Bahkan di tengah ancaman infeksi terobosan, vaksinasi sejauh ini masih melindungi orang dari yang terburuk dari COVID-19. Satu studi menemukan bahwa vaksin tampaknya kurang efektif melawan Delta dibanding beberapa varian lainnya. Tapi dua dosis lebih baik dari satu.
“Dosis tunggal vaksin Pfizer atau AstraZeneca sekitar 33% efektif dalam mencegah penyakit simtomatik untuk infeksi Delta tiga pekan setelah suntikan,” lapor peneliti pada 24 Mei di medRxiv.org.
Lalu dosis kedua vaksin Pfizer meningkatkan efektivitas terhadap Delta menjadi hampir 88% terhadap delta, turun dari 93,4 persen terhadap alfa. Dosis kedua suntikan AstraZeneca sekitar 60% efektif, turun dari 66% melawan Alfa.
Para peneliti melaporkan pada 21 Juni dalam studi pendahuluan dari Public Health England. Disebutkan, dosis tunggal vaksin COVID-19 Pfizer 94% efektif untuk menjauhkan orang dari rumah sakit setelah terinfeksi Delta dan satu dosis AstraZeneca efektif 71%. Dua dosis menabrak angka-angka itu masing-masing hingga 96% dan 92%.

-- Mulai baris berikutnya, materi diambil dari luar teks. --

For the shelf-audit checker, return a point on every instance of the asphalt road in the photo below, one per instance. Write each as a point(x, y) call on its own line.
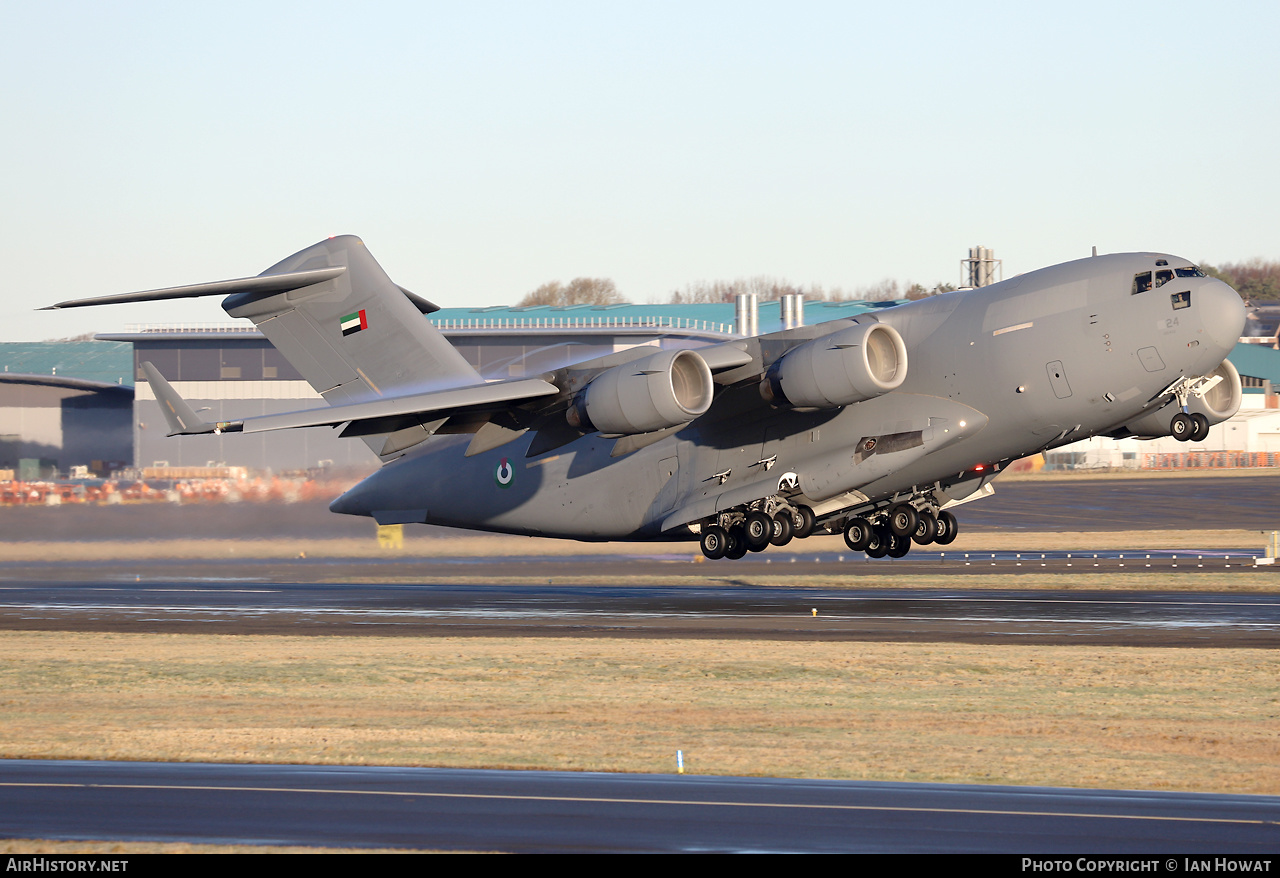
point(531, 812)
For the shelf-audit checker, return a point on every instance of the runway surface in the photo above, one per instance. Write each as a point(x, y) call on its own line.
point(1034, 504)
point(667, 595)
point(723, 611)
point(530, 812)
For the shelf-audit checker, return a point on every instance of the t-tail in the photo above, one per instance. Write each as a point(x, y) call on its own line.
point(353, 335)
point(343, 324)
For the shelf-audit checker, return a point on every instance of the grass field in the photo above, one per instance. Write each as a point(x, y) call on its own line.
point(1110, 717)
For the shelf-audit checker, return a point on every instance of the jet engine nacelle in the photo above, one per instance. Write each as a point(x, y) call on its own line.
point(1217, 405)
point(849, 366)
point(653, 393)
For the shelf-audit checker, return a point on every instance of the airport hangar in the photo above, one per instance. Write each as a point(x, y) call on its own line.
point(231, 371)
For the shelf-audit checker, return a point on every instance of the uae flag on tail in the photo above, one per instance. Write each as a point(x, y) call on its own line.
point(353, 323)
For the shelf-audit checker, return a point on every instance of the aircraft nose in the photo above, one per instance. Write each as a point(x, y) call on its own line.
point(1221, 314)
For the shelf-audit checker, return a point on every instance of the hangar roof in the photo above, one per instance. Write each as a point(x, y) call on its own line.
point(1257, 361)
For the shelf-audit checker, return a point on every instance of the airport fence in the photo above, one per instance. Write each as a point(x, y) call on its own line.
point(1208, 460)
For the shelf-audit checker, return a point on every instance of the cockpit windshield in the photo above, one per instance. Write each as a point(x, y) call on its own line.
point(1144, 280)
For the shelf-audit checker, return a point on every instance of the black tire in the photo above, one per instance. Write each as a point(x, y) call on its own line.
point(714, 542)
point(926, 529)
point(949, 527)
point(781, 529)
point(1200, 424)
point(1182, 426)
point(878, 547)
point(903, 520)
point(801, 521)
point(757, 529)
point(736, 544)
point(858, 534)
point(899, 545)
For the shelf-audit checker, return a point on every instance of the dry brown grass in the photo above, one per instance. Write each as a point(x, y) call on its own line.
point(1109, 717)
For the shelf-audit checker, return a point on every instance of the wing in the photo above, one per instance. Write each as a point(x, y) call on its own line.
point(362, 417)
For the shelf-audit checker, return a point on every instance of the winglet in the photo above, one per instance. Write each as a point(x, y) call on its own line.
point(177, 412)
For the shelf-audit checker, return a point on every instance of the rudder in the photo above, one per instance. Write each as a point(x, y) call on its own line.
point(357, 335)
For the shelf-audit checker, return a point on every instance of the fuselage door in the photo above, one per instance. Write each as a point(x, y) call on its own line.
point(1057, 379)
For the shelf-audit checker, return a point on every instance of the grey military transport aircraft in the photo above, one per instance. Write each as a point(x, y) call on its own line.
point(752, 442)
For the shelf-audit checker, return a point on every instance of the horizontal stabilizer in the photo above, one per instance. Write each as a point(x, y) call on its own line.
point(260, 286)
point(182, 421)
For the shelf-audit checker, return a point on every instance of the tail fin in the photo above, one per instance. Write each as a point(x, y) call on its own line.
point(357, 335)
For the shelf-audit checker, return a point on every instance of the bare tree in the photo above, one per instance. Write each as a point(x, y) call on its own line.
point(579, 291)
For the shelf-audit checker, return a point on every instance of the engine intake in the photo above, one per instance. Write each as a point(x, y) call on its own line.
point(653, 393)
point(849, 366)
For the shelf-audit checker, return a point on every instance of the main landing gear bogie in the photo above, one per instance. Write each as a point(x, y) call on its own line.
point(885, 533)
point(1189, 426)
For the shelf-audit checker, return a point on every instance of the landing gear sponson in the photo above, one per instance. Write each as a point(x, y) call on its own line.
point(887, 530)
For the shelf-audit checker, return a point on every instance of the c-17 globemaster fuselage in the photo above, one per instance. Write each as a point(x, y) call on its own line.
point(874, 426)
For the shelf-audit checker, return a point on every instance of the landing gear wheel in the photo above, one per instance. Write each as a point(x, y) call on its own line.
point(1200, 431)
point(878, 545)
point(782, 529)
point(947, 529)
point(903, 520)
point(899, 545)
point(1182, 426)
point(801, 521)
point(926, 529)
point(858, 534)
point(758, 530)
point(714, 542)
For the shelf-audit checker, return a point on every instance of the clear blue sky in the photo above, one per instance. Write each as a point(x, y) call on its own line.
point(481, 149)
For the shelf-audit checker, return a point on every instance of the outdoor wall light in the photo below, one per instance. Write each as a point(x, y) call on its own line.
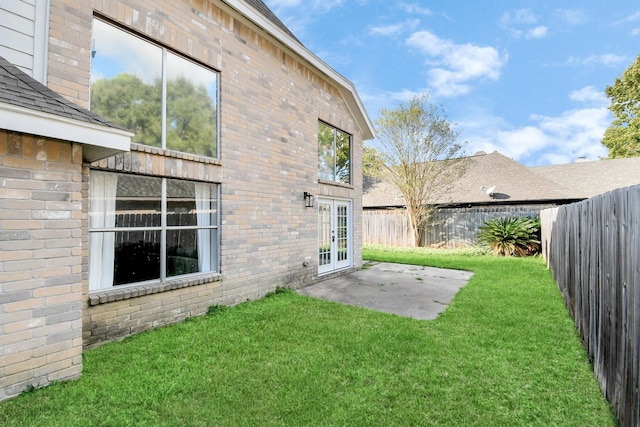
point(308, 200)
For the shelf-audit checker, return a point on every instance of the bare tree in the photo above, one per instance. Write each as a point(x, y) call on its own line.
point(421, 156)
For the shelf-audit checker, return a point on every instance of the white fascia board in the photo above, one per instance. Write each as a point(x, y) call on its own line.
point(98, 138)
point(346, 87)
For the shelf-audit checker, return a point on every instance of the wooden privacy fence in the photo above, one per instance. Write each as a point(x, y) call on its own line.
point(593, 250)
point(449, 228)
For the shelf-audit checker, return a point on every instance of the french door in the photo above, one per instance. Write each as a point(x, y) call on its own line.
point(335, 230)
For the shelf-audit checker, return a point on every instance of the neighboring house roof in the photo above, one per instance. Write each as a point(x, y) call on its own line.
point(590, 178)
point(514, 184)
point(28, 106)
point(262, 16)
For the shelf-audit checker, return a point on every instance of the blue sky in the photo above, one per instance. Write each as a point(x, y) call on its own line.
point(525, 78)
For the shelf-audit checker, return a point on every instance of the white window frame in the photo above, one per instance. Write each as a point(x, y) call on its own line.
point(97, 256)
point(163, 74)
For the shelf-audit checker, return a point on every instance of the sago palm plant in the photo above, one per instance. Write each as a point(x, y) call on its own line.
point(511, 236)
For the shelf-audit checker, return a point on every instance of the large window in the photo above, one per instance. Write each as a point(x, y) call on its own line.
point(167, 100)
point(334, 154)
point(144, 228)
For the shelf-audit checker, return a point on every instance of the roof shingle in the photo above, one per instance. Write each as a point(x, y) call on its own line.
point(19, 89)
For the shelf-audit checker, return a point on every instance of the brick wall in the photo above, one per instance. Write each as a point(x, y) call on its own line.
point(40, 262)
point(270, 104)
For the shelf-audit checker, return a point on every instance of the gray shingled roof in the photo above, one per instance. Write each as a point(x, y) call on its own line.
point(19, 89)
point(268, 13)
point(590, 178)
point(514, 183)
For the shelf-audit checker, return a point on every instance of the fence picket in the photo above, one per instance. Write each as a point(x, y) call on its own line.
point(593, 251)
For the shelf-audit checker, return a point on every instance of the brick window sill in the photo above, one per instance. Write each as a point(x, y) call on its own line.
point(335, 183)
point(123, 293)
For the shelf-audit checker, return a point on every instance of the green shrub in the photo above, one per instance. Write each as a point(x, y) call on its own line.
point(511, 236)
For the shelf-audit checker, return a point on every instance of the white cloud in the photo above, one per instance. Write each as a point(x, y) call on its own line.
point(520, 16)
point(590, 95)
point(607, 59)
point(522, 23)
point(538, 32)
point(631, 18)
point(571, 16)
point(415, 8)
point(546, 139)
point(393, 29)
point(455, 66)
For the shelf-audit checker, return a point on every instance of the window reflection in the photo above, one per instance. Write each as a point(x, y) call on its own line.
point(127, 88)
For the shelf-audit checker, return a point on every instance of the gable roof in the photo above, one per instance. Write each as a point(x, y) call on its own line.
point(257, 12)
point(268, 13)
point(514, 184)
point(28, 106)
point(590, 178)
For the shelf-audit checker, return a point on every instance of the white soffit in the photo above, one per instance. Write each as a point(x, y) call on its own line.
point(100, 141)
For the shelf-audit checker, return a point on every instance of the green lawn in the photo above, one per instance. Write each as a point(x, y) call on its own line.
point(504, 353)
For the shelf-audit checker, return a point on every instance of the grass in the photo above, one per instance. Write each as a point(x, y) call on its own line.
point(504, 353)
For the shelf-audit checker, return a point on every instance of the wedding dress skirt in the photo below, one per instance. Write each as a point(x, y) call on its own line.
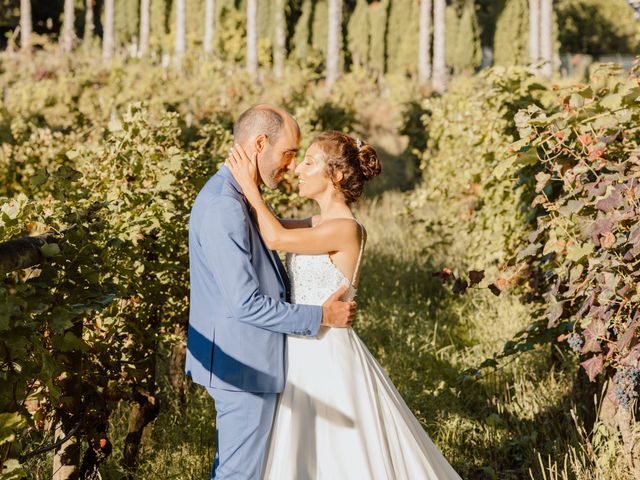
point(340, 416)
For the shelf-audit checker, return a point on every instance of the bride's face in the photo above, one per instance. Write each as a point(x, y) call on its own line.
point(313, 180)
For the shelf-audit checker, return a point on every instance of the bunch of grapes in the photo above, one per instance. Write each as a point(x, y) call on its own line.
point(626, 380)
point(575, 342)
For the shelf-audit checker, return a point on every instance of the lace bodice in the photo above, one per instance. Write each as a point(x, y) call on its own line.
point(314, 278)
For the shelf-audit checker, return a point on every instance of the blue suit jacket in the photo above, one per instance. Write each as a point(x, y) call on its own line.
point(238, 314)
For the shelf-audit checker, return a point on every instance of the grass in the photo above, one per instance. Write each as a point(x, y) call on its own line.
point(514, 423)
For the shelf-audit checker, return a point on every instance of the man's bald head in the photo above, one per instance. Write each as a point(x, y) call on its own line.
point(273, 136)
point(263, 119)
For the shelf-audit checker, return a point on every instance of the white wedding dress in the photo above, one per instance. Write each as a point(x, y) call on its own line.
point(340, 416)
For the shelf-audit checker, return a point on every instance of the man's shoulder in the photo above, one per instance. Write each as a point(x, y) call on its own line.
point(218, 201)
point(218, 189)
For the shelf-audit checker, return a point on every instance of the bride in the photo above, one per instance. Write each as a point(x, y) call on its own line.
point(334, 422)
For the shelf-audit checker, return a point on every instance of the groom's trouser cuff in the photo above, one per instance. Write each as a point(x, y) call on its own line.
point(243, 423)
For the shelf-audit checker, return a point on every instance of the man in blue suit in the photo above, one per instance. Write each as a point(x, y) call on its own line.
point(239, 316)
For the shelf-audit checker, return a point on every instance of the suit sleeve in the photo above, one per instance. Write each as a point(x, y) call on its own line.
point(224, 237)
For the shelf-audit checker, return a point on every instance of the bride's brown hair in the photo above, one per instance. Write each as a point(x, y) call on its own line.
point(356, 160)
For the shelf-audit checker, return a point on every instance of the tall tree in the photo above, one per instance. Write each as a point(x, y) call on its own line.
point(181, 32)
point(279, 38)
point(145, 27)
point(378, 16)
point(546, 38)
point(252, 36)
point(424, 43)
point(68, 31)
point(209, 26)
point(464, 52)
point(108, 40)
point(25, 25)
point(439, 81)
point(89, 25)
point(359, 34)
point(510, 42)
point(333, 41)
point(534, 34)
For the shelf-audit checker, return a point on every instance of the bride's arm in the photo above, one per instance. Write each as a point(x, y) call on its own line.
point(327, 237)
point(295, 222)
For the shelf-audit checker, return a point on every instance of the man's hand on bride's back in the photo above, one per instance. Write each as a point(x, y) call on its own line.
point(336, 313)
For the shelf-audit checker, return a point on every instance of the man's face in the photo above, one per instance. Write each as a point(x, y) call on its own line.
point(275, 159)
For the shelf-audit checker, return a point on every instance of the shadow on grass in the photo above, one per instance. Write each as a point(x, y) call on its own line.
point(417, 330)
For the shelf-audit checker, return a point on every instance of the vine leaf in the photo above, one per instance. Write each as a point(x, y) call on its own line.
point(593, 366)
point(592, 334)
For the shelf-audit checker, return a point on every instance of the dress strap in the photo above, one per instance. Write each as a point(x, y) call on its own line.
point(355, 273)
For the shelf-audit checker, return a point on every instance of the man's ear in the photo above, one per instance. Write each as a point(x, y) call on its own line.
point(260, 142)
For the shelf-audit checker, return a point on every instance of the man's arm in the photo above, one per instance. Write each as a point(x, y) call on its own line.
point(224, 238)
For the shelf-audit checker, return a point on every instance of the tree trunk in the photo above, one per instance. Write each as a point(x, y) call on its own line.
point(25, 25)
point(181, 32)
point(534, 34)
point(68, 31)
point(252, 37)
point(424, 47)
point(209, 26)
point(66, 458)
point(89, 26)
point(439, 81)
point(333, 45)
point(279, 40)
point(546, 39)
point(143, 412)
point(144, 28)
point(108, 40)
point(176, 365)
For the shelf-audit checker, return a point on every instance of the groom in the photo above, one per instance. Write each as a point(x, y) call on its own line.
point(239, 315)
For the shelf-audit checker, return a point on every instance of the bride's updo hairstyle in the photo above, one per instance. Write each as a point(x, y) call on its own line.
point(358, 162)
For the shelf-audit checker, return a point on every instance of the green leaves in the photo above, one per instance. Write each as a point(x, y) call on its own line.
point(10, 423)
point(589, 229)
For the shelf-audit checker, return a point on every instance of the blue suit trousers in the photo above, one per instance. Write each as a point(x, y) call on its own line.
point(243, 424)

Dan sejauh ini, di tempat-tempat yang sangat divaksinasi seperti Inggris dan Israel, misalnya, peningkatan kasus COVID-19 belum dikaitkan dengan lonjakan besar dalam rawat inap atau kematian.
Poin kuncinya adalah semakin banyak orang yang divaksinasi, semakin kecil kemungkinan Delta akan menyebabkan masalah dalam suatu komunitas.